The aim of this study is to show the current practices with Docker in High Performance Computing (HPC) conferences' artifacts.
This repository contains the code and the artifacts used for the study.
## Components of the workflow
The workflow is managed by Snakemake. Below are brief explanations on the various components of this workflow. Further details can be found in the chapter "Usage".
### Artifact configuration files
This repository contains configuration files for multiple artifacts from HPC conferences. These configuration files contain multiple informations that are used by ECG to build the Docker container and perform a software environment analysis.

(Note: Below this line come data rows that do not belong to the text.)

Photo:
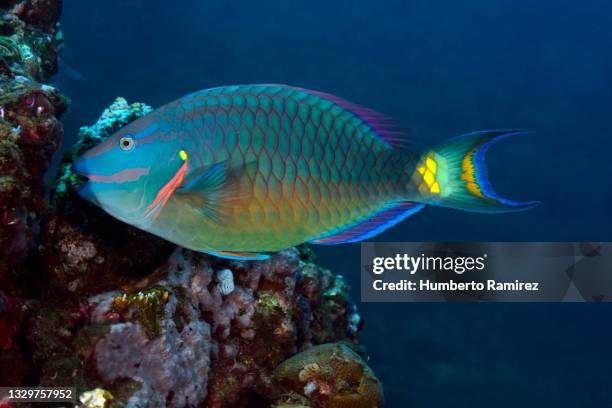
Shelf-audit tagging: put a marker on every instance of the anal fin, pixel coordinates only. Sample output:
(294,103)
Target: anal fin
(387,217)
(242,256)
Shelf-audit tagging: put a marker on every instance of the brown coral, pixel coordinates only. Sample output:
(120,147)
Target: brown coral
(328,376)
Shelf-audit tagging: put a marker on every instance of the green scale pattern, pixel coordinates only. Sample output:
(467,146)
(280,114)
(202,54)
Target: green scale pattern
(312,167)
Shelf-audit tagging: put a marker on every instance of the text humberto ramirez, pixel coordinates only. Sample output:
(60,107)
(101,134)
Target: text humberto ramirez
(458,265)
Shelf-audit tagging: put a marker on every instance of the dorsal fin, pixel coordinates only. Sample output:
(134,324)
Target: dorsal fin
(374,225)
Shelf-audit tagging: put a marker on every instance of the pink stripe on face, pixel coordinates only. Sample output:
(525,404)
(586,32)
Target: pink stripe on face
(123,176)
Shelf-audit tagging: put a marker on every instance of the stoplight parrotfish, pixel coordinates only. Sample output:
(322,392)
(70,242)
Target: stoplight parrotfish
(241,171)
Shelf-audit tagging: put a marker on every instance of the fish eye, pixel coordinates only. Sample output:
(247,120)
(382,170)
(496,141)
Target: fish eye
(126,143)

ECG is a program that automates software environment checking for scientific artifacts that use Docker. It takes as input a JSON configuration telling where to download the artifact, where to find the Dockerfile to build in the artifact, and which package sources are used by the Docker container.

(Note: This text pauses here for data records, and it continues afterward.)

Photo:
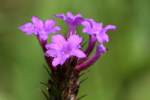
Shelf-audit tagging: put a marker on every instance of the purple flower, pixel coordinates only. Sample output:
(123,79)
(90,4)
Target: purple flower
(70,19)
(40,28)
(61,49)
(93,28)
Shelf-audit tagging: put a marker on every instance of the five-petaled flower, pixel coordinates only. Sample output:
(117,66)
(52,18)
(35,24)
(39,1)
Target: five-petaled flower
(40,28)
(93,28)
(65,47)
(61,49)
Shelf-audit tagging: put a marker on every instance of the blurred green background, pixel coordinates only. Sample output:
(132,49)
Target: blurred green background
(121,74)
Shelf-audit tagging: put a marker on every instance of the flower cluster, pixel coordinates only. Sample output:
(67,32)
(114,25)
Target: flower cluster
(69,46)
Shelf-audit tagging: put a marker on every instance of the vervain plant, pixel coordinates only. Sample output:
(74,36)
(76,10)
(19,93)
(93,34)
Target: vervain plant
(65,55)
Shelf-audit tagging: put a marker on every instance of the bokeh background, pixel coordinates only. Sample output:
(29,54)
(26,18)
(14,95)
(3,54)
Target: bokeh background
(121,74)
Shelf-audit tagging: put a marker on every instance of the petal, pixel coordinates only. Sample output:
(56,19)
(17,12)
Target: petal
(61,16)
(53,46)
(38,24)
(49,24)
(27,28)
(51,53)
(101,48)
(74,40)
(87,27)
(70,15)
(58,39)
(60,59)
(56,61)
(109,27)
(78,53)
(102,37)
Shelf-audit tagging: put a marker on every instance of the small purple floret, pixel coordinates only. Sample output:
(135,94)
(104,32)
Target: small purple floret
(61,49)
(93,28)
(70,19)
(40,28)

It will then download the artifact, build the Dockerfile, and then create a list of the installed packages in the Docker container (if it was built successfully). It also stores the potential errors encountered when building the Dockerfile, and logs the hash of the artifact for future comparison.
Multiple type of analysis are done with the output of ECG to create tables that can later be plotted. The analysis done for this study are software environment, artifact, and build status analysis. Each type of analysis is done through a different script.
First, open `config/config.yaml` and set `system` to `local` to run the workflow on your local machine, or to `g5k` to run it on the Grid'5000 testbed.
Where `<nb_cores>` is the number of cores you want to assign to the workflow. The number of cores determine the number of instances of ECG that can run in parallel, so you may want to assign as many cores as possible here.
Under `artifacts/nickel`, you will find some configuration files in the Nickel format. You will need to run the following command to convert a configuration file in the JSON format to make it readable for ECG and to check for errors:
-`<config_file>` is the configuration file of the artifact in JSON format. WARNING: The name of the file (without the extension) must comply with the Docker image naming convention: only characters allowed are lowercase letters and numbers, separated with either one "." maximum, or two "_" maximum, or an unlimited number of "-", and should be of 128 characters maximum.
-`<cache_directory>` is the path to the cache directory, where downloaded artifacts will be stored for future usage. If not specified, cache is disabled.
The list of packages installed in the container, depending on the sources (a package manager, `git` or `misc`) given in the config file, in the form of a CSV file, with the following columns in order:
For Git packages, the hash of the last commit is used as version number. For miscellaneous packages, the hash of the file that has been used to install the package is used as version number. The timestamp corresponds to the time when ECG started building the package list, so it will be the same for each package that has been logged during the same execution of ECG.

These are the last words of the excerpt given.